Evgeny Nikitin, technical director of FscoreLab, will speak at the annual conference “New Directions in Analyzing Text as Data Conference (TADA 2018)”, which will be held September 21-22 in Seattle (Washington, USA). The speech will be devoted to a new methodology for measuring political ideology based on posts and user comments on social networks.

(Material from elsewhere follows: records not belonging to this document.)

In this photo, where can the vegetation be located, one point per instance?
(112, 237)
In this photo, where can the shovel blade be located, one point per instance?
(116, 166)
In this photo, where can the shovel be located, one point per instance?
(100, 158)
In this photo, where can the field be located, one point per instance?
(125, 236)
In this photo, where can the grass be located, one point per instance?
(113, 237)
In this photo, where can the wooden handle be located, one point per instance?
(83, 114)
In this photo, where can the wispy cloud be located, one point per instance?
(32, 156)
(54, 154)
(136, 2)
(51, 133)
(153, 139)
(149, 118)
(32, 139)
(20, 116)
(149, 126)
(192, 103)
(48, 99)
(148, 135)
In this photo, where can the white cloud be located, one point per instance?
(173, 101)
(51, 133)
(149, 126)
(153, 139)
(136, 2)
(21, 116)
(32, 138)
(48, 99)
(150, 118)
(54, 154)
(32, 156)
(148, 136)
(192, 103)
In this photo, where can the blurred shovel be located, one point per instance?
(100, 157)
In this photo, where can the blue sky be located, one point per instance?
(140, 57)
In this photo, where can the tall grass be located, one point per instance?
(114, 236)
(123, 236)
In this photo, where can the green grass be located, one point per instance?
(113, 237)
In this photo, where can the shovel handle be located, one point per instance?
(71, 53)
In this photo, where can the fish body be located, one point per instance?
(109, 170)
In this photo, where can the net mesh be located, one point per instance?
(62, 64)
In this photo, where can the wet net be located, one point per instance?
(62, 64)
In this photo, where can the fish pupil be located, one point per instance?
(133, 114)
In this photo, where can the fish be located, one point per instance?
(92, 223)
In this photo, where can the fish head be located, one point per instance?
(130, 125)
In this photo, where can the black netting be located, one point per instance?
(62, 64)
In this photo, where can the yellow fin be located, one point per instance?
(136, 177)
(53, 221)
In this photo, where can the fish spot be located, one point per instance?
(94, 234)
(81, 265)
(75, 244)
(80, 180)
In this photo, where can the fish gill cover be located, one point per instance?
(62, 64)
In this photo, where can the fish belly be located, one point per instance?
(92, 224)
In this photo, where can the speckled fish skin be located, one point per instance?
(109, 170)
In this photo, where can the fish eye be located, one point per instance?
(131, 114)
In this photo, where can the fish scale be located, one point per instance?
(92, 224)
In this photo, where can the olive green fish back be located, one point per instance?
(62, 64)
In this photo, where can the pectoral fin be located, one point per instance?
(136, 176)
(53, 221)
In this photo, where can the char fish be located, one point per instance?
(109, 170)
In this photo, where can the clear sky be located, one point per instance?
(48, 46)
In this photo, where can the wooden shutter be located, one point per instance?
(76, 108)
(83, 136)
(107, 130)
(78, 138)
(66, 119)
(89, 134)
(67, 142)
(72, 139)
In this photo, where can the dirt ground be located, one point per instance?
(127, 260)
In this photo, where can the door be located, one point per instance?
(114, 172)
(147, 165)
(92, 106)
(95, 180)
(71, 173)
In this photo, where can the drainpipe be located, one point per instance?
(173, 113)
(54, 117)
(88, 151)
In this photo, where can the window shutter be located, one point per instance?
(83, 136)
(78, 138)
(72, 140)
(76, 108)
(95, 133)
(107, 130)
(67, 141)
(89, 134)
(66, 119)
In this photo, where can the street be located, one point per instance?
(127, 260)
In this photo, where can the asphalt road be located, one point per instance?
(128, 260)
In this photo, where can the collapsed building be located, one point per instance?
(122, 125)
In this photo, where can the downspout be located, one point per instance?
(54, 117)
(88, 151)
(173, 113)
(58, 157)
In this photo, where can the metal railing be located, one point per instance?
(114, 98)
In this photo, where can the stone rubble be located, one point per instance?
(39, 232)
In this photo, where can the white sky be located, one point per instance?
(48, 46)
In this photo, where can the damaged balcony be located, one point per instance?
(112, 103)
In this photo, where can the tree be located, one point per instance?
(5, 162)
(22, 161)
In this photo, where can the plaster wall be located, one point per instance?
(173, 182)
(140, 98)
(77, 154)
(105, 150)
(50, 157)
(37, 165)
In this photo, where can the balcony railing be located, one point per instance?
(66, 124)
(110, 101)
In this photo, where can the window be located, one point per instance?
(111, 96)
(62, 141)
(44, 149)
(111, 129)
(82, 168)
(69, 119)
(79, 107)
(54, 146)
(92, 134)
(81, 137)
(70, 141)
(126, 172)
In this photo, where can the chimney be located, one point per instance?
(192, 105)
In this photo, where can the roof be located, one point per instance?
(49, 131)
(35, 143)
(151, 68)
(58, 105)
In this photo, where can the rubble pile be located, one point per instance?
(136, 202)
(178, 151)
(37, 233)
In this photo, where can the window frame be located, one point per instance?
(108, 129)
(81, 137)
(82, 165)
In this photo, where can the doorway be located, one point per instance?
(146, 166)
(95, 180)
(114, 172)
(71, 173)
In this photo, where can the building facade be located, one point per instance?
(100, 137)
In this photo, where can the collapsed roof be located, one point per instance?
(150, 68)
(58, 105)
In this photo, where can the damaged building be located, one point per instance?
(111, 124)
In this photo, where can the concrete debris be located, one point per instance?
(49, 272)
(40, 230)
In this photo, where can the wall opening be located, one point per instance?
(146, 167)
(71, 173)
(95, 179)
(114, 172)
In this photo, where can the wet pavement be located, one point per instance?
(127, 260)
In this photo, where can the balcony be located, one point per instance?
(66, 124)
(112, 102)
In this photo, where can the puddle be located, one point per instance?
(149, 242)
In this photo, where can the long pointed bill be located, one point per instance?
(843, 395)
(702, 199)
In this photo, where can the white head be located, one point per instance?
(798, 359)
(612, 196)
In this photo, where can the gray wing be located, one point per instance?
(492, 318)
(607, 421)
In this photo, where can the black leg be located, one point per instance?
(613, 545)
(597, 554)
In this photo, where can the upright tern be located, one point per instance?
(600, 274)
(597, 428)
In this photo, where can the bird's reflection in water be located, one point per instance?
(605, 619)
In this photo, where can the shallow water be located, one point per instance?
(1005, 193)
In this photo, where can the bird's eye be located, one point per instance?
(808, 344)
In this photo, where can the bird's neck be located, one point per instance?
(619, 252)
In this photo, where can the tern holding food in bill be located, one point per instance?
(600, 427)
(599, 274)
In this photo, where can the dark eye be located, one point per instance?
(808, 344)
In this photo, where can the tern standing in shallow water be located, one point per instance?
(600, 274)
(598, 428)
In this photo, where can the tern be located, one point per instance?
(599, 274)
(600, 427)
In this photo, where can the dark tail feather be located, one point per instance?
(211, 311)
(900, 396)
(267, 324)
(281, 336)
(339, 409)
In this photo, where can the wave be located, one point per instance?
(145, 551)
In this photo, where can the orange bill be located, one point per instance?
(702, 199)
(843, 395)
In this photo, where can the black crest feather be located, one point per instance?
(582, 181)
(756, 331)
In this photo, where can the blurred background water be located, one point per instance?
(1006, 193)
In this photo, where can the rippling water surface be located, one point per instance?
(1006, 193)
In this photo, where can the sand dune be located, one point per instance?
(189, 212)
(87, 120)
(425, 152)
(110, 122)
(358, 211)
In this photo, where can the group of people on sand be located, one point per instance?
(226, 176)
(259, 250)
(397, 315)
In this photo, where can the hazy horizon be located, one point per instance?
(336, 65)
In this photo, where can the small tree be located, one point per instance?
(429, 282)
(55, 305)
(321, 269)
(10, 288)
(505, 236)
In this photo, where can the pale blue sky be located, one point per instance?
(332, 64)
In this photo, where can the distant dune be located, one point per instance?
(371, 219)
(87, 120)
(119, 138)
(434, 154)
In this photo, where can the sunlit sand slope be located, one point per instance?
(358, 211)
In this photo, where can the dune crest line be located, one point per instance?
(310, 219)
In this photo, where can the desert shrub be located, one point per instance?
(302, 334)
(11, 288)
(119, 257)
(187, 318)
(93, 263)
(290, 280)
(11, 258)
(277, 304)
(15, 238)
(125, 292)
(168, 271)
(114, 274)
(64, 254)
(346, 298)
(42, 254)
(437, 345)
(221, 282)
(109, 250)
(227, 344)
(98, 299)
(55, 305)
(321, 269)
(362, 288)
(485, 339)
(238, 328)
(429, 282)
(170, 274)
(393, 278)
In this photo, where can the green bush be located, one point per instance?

RedditScore embeddings: text-based ideology estimation with Reddit data
The popularity of social media allows us the opportunity to study the dynamics of political behavior and public opinion. However, many research designs require the ability to measure the ideological content of social media posts, and on fine-grained scale. I propose a new method of text-based ideology estimation, which utilizes a large corpus of reddit comments from politically related subreddits. The motivation for the method is to train a multiclass classifier, which aims to predict which subreddit each comment was posted in. Vectors of predicted probabilities generated by this classifier are then used as document embeddings for any input texts, such as tweets. These embeddings (a) outperform many existing feature extraction methods (bag-of-words, Word2Vec, Doc2Vec) in supervised tasks, and (b) provide a simple way to obtain unsupervised ideology estimates. Moreover, these embeddings can be used for the purpose of measuring the content of documents on custom scales as only “liberal-conservative”, for example scales such as “anti-Trump-pro-Trump” or “pro-life-pro-choice”.